Tang Xi mengenakan pakaian ZWS dan sepasang sepatu GUCCI yang terlihat seperti sepatu custom. Dia mengenakan kemeja biru muda, jeans putih, dan sepatu klasik. Rambutnya yang lembut tergerai ke bahunya, wajahnya yang berkulit putih tanpa riasan, dan dia terlihat sangat muda dan menarik. Menatapnya, Xiao Jing meniup peluit dan berkata, "Adik, kamu terlihat sangat cantik! Aku merasa suatu kehormatan untuk membawamu keluar bersamaku!"


Tang Xi tersenyum, menyombongkan diri seperti kakak perempuan, berdiri berjinjit dan melingkarkan lengan di bahu Xiao Jing. Dia kemudian berkata dengan puas, "Tentu saja, aku saudara perempuanmu. Seperti saudara laki-laki, seperti saudara perempuan!"

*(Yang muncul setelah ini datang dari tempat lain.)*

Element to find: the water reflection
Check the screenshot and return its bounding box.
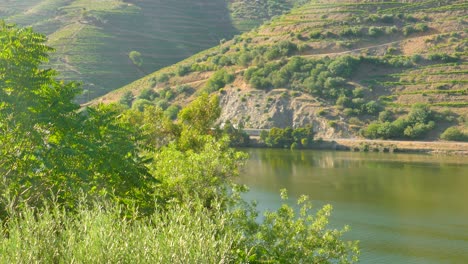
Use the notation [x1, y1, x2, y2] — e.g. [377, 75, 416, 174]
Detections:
[240, 149, 468, 263]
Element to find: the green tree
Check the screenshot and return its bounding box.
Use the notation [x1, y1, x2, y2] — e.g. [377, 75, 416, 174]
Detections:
[128, 50, 143, 67]
[0, 22, 152, 214]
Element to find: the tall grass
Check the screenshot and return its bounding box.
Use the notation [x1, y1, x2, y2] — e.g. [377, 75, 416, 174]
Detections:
[0, 201, 239, 263]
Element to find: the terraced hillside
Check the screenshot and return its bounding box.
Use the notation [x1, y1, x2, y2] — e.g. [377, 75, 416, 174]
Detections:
[0, 0, 236, 100]
[92, 1, 468, 139]
[228, 0, 309, 32]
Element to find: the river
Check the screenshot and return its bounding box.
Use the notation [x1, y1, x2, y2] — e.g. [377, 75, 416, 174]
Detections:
[240, 149, 468, 263]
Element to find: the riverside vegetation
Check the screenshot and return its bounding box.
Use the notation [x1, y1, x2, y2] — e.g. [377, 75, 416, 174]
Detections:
[0, 22, 358, 263]
[95, 0, 468, 140]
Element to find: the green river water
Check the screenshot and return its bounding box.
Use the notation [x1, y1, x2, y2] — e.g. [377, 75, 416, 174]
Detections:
[240, 149, 468, 263]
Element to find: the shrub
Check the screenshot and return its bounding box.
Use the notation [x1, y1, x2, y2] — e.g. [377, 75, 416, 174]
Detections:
[379, 110, 393, 122]
[138, 88, 159, 101]
[176, 65, 192, 76]
[164, 105, 180, 120]
[440, 127, 468, 142]
[119, 91, 133, 107]
[132, 99, 153, 112]
[205, 69, 234, 93]
[128, 50, 143, 67]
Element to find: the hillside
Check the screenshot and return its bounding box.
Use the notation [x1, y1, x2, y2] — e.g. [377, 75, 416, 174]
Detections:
[89, 1, 468, 139]
[227, 0, 309, 32]
[0, 0, 237, 101]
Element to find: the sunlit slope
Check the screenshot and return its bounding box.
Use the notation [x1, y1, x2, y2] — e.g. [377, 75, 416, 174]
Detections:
[0, 0, 235, 99]
[94, 1, 468, 138]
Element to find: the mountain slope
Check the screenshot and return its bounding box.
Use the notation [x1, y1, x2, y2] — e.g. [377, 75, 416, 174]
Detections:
[93, 1, 468, 139]
[0, 0, 236, 100]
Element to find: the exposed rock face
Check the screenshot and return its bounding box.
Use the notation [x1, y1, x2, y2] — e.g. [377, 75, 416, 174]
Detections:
[219, 89, 354, 138]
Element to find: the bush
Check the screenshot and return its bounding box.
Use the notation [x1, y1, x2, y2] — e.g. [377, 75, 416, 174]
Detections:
[138, 88, 159, 101]
[176, 65, 192, 76]
[119, 91, 133, 107]
[204, 69, 234, 93]
[164, 105, 180, 120]
[440, 127, 468, 142]
[128, 50, 143, 67]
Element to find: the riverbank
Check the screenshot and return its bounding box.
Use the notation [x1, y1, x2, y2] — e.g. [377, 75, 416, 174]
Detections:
[250, 137, 468, 156]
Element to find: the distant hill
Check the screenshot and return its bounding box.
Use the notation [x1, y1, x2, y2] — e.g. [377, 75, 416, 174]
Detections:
[0, 0, 237, 101]
[95, 1, 468, 139]
[228, 0, 310, 32]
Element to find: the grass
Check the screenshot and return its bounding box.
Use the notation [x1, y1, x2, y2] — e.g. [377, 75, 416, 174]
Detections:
[0, 0, 237, 101]
[84, 0, 467, 139]
[0, 201, 240, 263]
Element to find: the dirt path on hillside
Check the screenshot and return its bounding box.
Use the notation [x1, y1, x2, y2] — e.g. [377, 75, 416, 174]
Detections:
[330, 138, 468, 152]
[300, 33, 439, 58]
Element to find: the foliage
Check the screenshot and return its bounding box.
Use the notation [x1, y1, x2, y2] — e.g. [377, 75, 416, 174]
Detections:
[0, 24, 154, 216]
[232, 190, 359, 263]
[128, 50, 143, 67]
[138, 88, 159, 101]
[362, 104, 435, 139]
[440, 127, 468, 142]
[119, 91, 133, 107]
[0, 24, 358, 263]
[204, 69, 234, 93]
[260, 125, 314, 148]
[222, 120, 250, 147]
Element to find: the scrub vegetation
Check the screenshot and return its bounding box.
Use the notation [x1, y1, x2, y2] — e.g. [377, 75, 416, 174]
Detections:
[104, 0, 468, 140]
[0, 22, 358, 263]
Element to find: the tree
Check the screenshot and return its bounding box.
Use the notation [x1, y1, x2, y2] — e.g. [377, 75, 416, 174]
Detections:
[0, 22, 153, 214]
[128, 50, 143, 67]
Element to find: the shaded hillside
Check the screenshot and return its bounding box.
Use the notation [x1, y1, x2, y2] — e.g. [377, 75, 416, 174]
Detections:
[0, 0, 236, 100]
[87, 1, 468, 139]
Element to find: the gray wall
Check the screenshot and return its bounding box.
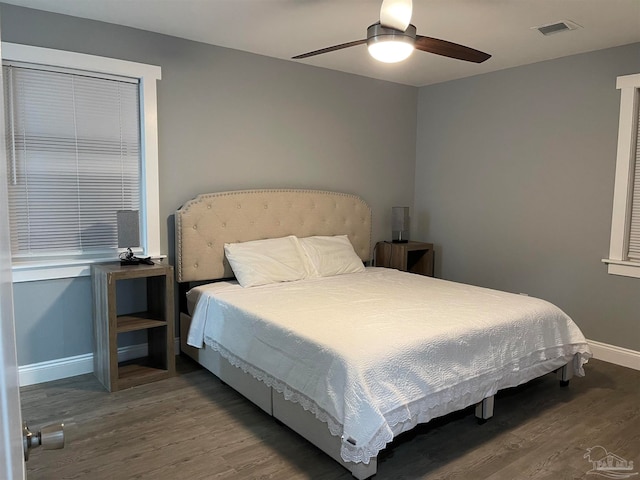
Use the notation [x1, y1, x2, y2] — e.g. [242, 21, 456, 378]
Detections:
[0, 4, 418, 365]
[415, 44, 640, 350]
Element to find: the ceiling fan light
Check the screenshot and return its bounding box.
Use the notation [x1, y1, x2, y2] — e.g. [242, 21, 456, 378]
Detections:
[367, 23, 416, 63]
[368, 40, 413, 63]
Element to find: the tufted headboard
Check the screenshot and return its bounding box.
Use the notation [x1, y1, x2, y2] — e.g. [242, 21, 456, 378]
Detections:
[175, 189, 371, 283]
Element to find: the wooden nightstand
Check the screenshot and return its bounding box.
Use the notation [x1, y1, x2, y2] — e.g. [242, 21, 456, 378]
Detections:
[91, 264, 175, 392]
[375, 241, 433, 277]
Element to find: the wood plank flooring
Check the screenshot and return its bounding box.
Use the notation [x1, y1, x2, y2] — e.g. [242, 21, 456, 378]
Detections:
[22, 357, 640, 480]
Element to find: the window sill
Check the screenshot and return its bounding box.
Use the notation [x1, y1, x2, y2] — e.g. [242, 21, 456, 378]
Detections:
[602, 258, 640, 278]
[12, 255, 166, 283]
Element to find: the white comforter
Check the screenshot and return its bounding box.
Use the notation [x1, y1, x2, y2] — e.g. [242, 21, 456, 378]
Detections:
[188, 268, 591, 463]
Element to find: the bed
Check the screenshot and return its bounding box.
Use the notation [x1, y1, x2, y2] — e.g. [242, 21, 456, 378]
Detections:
[175, 189, 591, 479]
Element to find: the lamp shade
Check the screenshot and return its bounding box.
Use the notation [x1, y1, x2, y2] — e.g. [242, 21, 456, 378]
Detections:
[391, 207, 409, 242]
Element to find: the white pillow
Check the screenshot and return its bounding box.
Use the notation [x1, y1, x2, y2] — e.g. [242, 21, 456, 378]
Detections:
[300, 235, 364, 277]
[224, 235, 310, 287]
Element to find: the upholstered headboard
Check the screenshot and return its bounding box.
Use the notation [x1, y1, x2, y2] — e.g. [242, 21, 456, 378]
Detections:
[175, 189, 371, 282]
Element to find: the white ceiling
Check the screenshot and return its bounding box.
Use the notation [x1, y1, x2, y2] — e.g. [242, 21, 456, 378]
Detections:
[2, 0, 640, 86]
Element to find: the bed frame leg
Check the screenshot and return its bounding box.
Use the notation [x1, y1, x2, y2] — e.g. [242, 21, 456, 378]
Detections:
[476, 395, 494, 425]
[348, 457, 378, 480]
[556, 362, 573, 387]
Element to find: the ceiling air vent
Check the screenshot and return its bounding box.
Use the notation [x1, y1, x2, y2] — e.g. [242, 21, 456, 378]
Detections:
[532, 20, 582, 35]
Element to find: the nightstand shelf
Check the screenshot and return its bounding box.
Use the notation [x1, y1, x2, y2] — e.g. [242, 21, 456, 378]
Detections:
[375, 241, 433, 277]
[91, 264, 175, 392]
[117, 312, 167, 333]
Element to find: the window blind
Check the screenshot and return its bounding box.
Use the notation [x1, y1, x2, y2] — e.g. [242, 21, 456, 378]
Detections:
[628, 92, 640, 262]
[3, 65, 142, 259]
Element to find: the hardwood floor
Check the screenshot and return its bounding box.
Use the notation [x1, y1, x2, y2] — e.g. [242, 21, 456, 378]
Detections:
[22, 357, 640, 480]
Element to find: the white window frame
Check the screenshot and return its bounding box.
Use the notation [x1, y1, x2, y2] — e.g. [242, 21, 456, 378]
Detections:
[602, 73, 640, 278]
[2, 42, 162, 282]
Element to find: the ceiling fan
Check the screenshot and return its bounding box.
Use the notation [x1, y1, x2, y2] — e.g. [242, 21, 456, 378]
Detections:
[293, 0, 491, 63]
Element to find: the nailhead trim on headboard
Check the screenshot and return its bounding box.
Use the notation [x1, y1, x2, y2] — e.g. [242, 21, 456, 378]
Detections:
[175, 189, 371, 282]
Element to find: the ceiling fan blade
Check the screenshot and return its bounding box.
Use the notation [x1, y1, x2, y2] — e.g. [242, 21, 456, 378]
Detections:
[380, 0, 413, 32]
[415, 35, 491, 63]
[291, 38, 367, 60]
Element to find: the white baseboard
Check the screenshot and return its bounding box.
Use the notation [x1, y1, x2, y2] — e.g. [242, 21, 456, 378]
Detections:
[18, 337, 180, 387]
[587, 340, 640, 370]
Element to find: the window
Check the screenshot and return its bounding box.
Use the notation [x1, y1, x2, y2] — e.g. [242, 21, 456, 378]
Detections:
[603, 74, 640, 278]
[2, 44, 160, 281]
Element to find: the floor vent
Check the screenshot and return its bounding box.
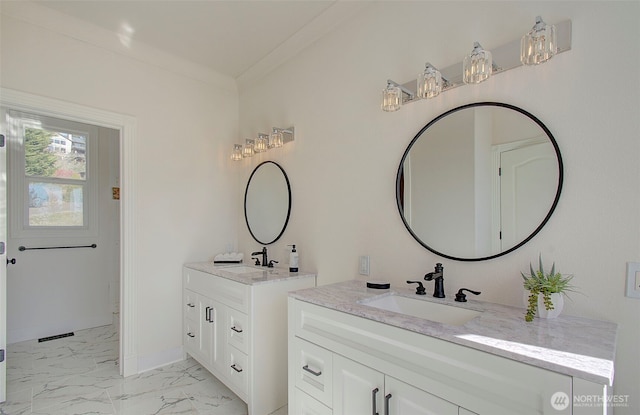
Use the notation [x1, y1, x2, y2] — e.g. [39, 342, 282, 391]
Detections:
[38, 331, 73, 343]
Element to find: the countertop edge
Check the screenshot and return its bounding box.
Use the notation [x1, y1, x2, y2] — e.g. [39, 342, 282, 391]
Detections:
[289, 280, 617, 386]
[183, 261, 317, 286]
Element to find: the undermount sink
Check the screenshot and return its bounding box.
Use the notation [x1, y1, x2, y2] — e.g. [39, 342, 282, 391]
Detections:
[361, 294, 481, 326]
[222, 265, 263, 274]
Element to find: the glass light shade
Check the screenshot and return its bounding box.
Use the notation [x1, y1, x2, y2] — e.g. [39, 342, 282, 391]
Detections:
[269, 129, 284, 148]
[462, 42, 493, 84]
[242, 140, 253, 158]
[520, 16, 558, 65]
[231, 144, 242, 161]
[381, 84, 402, 112]
[253, 134, 269, 153]
[417, 64, 442, 98]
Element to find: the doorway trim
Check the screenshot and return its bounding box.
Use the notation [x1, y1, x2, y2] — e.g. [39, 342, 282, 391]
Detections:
[0, 88, 138, 377]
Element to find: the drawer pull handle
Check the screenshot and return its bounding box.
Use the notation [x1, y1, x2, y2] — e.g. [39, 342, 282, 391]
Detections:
[384, 394, 391, 415]
[302, 365, 322, 376]
[371, 388, 380, 415]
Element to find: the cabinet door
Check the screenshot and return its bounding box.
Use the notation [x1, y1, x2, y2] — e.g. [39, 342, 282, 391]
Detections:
[384, 376, 458, 415]
[198, 295, 225, 370]
[333, 354, 384, 415]
[289, 388, 333, 415]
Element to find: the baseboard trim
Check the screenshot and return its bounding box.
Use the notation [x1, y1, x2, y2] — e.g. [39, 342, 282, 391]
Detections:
[138, 346, 184, 373]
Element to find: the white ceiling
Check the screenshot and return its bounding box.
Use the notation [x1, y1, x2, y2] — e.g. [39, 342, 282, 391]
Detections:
[36, 0, 364, 78]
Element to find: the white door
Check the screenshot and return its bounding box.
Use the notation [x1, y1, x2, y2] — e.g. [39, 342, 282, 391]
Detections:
[0, 130, 9, 402]
[500, 141, 558, 250]
[333, 355, 384, 415]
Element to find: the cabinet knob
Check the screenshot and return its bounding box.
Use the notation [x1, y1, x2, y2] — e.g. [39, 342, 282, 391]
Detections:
[302, 365, 322, 376]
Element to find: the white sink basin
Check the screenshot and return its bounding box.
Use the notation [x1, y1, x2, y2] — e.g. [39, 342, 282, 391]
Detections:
[361, 294, 480, 326]
[222, 265, 264, 274]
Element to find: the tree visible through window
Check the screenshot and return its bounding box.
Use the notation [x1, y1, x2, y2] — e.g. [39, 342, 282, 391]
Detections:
[24, 126, 87, 227]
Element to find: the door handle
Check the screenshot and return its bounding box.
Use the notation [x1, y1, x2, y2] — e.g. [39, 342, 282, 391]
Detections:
[384, 394, 391, 415]
[302, 365, 322, 376]
[371, 388, 380, 415]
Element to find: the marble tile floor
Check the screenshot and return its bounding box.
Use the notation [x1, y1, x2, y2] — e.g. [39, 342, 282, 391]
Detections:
[0, 326, 287, 415]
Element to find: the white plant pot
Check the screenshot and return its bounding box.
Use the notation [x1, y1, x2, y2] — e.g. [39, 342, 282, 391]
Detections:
[524, 291, 564, 318]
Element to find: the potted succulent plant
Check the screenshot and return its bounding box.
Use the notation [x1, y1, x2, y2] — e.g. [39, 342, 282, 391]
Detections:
[521, 256, 573, 321]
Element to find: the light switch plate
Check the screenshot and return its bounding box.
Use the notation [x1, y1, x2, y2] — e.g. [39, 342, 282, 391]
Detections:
[358, 255, 369, 275]
[627, 262, 640, 298]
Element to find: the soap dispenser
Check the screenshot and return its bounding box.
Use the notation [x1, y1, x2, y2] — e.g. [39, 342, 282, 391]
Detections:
[289, 244, 298, 272]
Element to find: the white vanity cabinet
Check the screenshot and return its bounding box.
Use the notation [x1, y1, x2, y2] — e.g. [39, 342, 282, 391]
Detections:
[289, 298, 607, 415]
[333, 354, 458, 415]
[183, 263, 315, 415]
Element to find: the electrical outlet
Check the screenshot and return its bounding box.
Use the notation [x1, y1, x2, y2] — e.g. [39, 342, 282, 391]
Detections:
[359, 255, 369, 275]
[627, 262, 640, 298]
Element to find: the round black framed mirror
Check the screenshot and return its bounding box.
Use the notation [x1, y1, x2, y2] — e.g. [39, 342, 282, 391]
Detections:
[396, 102, 564, 261]
[244, 161, 291, 245]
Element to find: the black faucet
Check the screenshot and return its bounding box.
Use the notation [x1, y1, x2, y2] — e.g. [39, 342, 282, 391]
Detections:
[424, 262, 444, 298]
[407, 281, 427, 295]
[251, 246, 269, 267]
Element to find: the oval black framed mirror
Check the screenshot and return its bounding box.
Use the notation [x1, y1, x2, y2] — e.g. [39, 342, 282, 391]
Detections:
[396, 102, 564, 261]
[244, 161, 291, 245]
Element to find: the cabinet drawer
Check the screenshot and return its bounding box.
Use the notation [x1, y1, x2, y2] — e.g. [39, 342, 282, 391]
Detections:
[183, 290, 198, 321]
[225, 308, 249, 353]
[290, 337, 333, 406]
[289, 388, 333, 415]
[227, 346, 249, 399]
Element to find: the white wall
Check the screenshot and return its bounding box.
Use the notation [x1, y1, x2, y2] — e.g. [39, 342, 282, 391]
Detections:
[0, 2, 239, 370]
[239, 2, 640, 414]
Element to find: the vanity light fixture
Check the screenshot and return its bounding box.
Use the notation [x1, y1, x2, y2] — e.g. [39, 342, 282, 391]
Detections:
[520, 16, 558, 65]
[462, 42, 493, 84]
[381, 16, 571, 112]
[253, 133, 269, 153]
[231, 144, 242, 161]
[416, 62, 447, 98]
[380, 79, 414, 112]
[269, 127, 295, 148]
[231, 127, 295, 161]
[242, 140, 254, 158]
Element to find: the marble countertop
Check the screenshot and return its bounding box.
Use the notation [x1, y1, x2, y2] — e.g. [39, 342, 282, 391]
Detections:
[289, 280, 618, 386]
[184, 262, 316, 285]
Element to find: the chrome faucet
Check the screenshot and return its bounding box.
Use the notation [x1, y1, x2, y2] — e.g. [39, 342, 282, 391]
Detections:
[424, 262, 444, 298]
[251, 246, 269, 267]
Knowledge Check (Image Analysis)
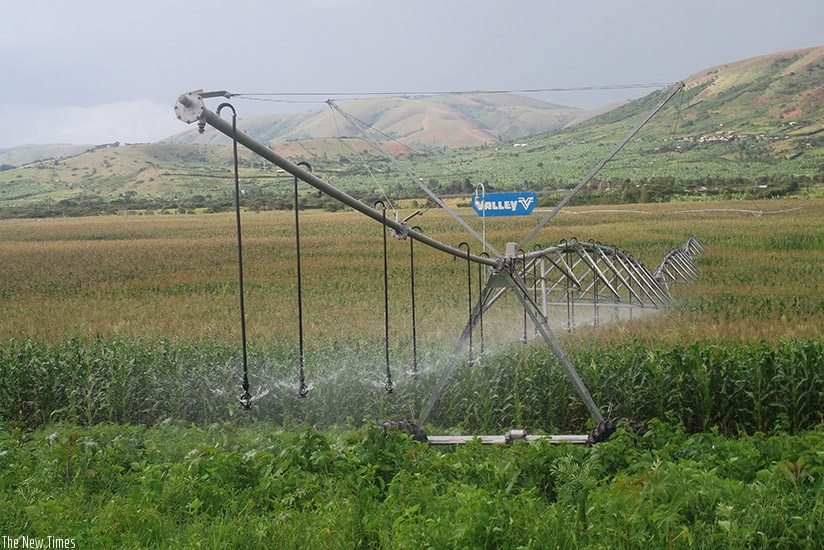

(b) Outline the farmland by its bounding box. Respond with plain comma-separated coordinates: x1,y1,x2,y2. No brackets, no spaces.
0,200,824,548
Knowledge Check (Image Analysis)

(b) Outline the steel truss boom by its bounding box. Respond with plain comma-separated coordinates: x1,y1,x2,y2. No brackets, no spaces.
175,90,502,267
175,84,703,425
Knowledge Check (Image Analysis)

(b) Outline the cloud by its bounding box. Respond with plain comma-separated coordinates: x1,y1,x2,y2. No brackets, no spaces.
0,99,186,147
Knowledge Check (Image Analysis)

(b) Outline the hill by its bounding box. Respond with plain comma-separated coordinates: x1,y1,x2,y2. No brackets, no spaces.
0,46,824,216
164,93,588,151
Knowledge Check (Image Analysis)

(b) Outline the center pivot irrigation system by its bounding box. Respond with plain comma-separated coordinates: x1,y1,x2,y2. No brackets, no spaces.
175,83,703,444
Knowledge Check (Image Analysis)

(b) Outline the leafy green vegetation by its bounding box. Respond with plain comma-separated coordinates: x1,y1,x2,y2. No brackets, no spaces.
0,422,824,548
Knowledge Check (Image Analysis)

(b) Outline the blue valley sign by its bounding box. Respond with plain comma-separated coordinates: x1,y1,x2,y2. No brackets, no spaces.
472,193,538,216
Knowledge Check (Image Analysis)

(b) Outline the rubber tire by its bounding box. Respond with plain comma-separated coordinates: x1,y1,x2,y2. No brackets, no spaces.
587,418,647,448
380,420,429,443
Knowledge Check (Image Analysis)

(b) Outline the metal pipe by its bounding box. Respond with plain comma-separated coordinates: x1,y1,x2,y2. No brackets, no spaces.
175,92,501,267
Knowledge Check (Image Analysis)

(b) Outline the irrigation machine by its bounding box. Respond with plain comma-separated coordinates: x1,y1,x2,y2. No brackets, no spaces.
175,83,704,445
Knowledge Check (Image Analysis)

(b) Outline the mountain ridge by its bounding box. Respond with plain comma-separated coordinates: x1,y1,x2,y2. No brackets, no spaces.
0,46,824,217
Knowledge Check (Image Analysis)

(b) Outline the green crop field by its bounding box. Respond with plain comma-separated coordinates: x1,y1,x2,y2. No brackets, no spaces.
0,199,824,548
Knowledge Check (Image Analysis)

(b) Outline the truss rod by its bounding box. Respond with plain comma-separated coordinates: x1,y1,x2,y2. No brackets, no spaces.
515,82,684,252
326,99,501,257
507,272,604,422
175,90,501,267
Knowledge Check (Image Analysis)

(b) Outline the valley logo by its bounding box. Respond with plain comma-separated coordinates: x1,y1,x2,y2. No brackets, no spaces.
472,192,538,216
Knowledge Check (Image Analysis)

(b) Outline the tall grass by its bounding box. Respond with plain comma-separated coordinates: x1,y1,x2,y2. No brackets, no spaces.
0,338,824,435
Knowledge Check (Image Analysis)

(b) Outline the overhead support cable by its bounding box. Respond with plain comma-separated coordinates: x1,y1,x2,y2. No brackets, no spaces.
518,82,684,252
327,99,501,257
175,90,501,267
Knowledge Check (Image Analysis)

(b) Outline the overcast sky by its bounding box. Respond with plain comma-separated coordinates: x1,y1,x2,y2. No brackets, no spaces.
0,0,824,148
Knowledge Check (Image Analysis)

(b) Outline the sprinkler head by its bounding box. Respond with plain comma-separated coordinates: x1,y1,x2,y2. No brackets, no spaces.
240,390,252,411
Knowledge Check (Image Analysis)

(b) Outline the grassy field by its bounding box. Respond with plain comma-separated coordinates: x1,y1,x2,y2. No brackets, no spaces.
0,200,824,348
0,200,824,548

Xiao Jing, yang merasa geli oleh Tang Xi, sedikit membungkuk sehingga tingginya sama dengan Tang Xi, dan kemudian mereka berjalan keluar rumah seperti ini.


Xiao Jing mengendarai Ferrari flamboyannya. Tang Xi tidak merasa ada yang salah dengan itu. Dia pikir hanya mobil sport seperti ini yang bisa menandingi temperamen Xiao Jing!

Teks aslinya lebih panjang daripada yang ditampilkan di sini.